Grève du 23 mars: Air France propose des ajustements de salaires

Onze syndicats d'Air France, tous métiers confondus, ont appelé à une grève le 23 mars pour exiger une revalorisation des grilles salariales de 6% / © AFP/Archives / PASCAL PAVANI
La direction d'Air France est "prête à négocier un mécanisme" pour rattraper une baisse de pouvoir d'achat des personnels dont le salaire aurait évolué "moins vite que l'inflation", a-t-elle annoncé mardi en demandant la levée du préavis de grève déposé pour le 23 mars.

Onze syndicats, tous métiers confondus, ont appelé à une grève le 23 mars pour exiger une revalorisation des grilles salariales de 6%, censée rattraper la perte de pouvoir d'achat subie depuis la dernière augmentation générale en 2011.

Selon un communiqué d'Air France, la direction a reçu mardi les organisations regroupées en intersyndicale.

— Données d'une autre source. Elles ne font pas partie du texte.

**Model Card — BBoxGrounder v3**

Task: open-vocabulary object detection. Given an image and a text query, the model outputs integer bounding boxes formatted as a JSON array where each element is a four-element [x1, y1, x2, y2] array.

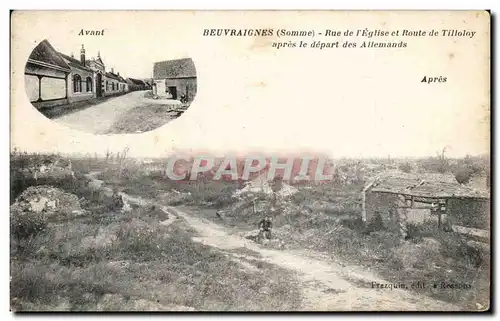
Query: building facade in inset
[[153, 58, 197, 103]]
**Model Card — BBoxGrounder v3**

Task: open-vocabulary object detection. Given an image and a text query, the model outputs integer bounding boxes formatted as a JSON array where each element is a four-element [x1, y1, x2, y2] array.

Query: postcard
[[10, 10, 491, 312]]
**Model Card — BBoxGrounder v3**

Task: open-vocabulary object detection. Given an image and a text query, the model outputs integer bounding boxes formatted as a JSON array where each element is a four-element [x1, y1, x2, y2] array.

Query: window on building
[[73, 75, 82, 93], [87, 77, 92, 92]]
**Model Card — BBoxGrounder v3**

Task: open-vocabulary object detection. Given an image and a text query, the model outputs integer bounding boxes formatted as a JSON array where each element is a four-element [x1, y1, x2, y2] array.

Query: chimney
[[80, 45, 85, 66]]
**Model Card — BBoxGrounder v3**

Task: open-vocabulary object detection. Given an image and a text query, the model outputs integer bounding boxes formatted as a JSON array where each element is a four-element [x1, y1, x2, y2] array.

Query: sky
[[42, 28, 187, 79]]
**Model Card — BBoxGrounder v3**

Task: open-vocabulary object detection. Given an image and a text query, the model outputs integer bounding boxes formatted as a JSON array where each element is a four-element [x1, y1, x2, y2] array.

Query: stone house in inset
[[153, 58, 197, 103], [24, 40, 71, 108], [24, 40, 132, 108]]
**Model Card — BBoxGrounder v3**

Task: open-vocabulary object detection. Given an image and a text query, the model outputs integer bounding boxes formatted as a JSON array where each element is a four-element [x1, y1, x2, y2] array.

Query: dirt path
[[54, 91, 147, 134], [124, 195, 460, 311], [84, 172, 460, 311]]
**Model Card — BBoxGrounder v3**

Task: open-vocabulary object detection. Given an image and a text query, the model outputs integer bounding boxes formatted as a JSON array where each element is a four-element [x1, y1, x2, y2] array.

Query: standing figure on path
[[259, 216, 273, 240]]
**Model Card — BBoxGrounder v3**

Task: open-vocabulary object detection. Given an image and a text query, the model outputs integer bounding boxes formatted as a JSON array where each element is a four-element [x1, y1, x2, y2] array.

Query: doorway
[[95, 73, 102, 98], [168, 86, 177, 99]]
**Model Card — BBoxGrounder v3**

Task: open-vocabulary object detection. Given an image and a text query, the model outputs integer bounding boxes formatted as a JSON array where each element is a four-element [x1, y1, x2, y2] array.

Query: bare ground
[[120, 190, 460, 311]]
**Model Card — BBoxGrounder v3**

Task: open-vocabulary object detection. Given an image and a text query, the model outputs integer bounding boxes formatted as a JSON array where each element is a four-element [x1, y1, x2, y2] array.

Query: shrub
[[399, 163, 413, 173], [10, 210, 47, 240]]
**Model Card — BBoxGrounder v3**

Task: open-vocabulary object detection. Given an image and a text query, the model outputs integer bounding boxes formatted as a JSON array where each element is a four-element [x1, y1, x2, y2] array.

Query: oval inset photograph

"La direction a rappelé que la situation économique et financière de la compagnie, dans un environnement concurrentiel particulièrement agressif, rendait cette augmentation générale impossible sans compromettre sa stratégie de croissance, d'investissement et de reprise des embauches", selon le texte.

"Dans un souci d'ouverture et de dialogue, et dans le contexte d'ouverture des Assises du transport aérien (le 20 mars, ndlr) pour lesquelles l'entreprise et ses salariés doivent afficher une position unie pour faire valoir leurs arguments dans les débats, la direction s'est déclarée prête à négocier un mécanisme d'ajustement salarial pour rattraper la baisse de pouvoir d'achat des personnels dont le salaire individuel de 2017 comparé à celui de 2011 aurait augmenté moins vite que l'inflation sur la même période", précise-t-elle.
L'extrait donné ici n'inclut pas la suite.